Nobel Prize-winning economist Joseph Stiglitz told ABC News (Australia), “First of all, let me say where the 2% to 3% number comes from. It’s made up. There is no scientific basis. Now it has become an accepted convention. But in fact, economic research shows that when the economy goes through a transformation, and we are going through a transformation – a green economy, a digital economy, a post-COVID-19 economy – you may want the inflation target rate to be higher. … I certainly don’t think there is any danger of inflation reaching 4% or 5%, or even above that level for a short period of time. You know, people don’t want inflation to get out of control, but there is little evidence that inflation rising to 4% or 5% will lead to out-of-control inflation.”

Renowned economist Berry Eichengreen expressed similar thoughts in an interview published in the Financial Times (FT) on August 9 titled “Barry Eichengreen: ‘The Fed operates in a fog,'” noting that “the Fed is operating in a fog. Several financial anchors that they relied on in the period of relative calm before the pandemic have subsequently begun to drag. For example, there is controversy over what the underlying equilibrium real interest rate is, and whether it has changed significantly as a result of changes in the structure of the global economy and debt levels. As a result, there is considerable uncertainty about the level of interest rates that the Fed should be targeting (the so-called neutral rate of interest).”

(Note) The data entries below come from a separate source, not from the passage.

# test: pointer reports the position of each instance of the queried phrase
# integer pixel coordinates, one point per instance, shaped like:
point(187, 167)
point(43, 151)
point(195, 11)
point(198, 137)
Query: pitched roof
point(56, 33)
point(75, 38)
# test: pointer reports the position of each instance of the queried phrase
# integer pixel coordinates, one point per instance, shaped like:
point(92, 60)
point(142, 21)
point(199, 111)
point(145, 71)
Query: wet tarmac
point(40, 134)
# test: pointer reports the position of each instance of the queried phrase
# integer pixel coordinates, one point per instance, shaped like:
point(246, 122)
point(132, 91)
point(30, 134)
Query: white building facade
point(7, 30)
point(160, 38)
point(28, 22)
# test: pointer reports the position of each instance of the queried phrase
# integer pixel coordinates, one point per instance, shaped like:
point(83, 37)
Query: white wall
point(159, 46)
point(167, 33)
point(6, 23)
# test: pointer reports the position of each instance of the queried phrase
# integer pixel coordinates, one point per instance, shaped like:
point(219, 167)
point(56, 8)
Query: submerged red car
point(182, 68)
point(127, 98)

Controlling excessive monetary tightening requires greater government involvement in the central bank’s monetary policy committee and a general reduction in the central bank’s excessive independence to avoid excessive use of the policy rate to control inflation; this policy has produced unnecessary sacrifices in economic growth and exacerbated debt difficulties; not to mention the rise in cost-push and imported inflation that this policy has triggered.

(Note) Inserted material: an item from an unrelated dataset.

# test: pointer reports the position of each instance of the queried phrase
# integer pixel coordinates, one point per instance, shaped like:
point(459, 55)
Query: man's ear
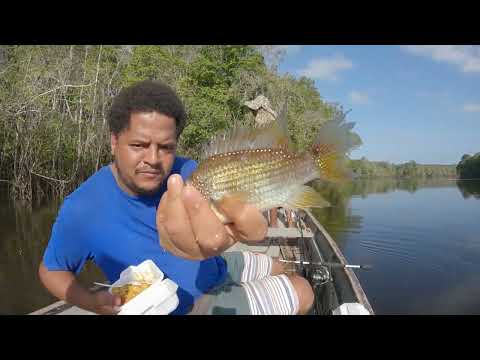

Project Syndicate (PS) recently published an article titled “The Limits of Central Bank Independence” which states that “Central bank independence is often seen as a panacea for the high and persistent inflation of the 1970s and early 1980s. To many, it looks like a free lunch: deflation and long-term price stability without any adverse effects on growth and unemployment. But defenders of central bank independence almost certainly overestimate its role as a guarantor of low inflation. Consider a counterfactual: Since the introduction of its monetary policy framework in the early 1980s, the Monetary Authority of Singapore has averaged inflation of close to 2%. Few central banks can match this stellar record, but with four government ministers on the Monetary Authority of Singapore’s board, there is no doubt that the Singapore government can control monetary policy if it chooses. Singapore has achieved persistently low and stable inflation without a strong system of central bank independence.”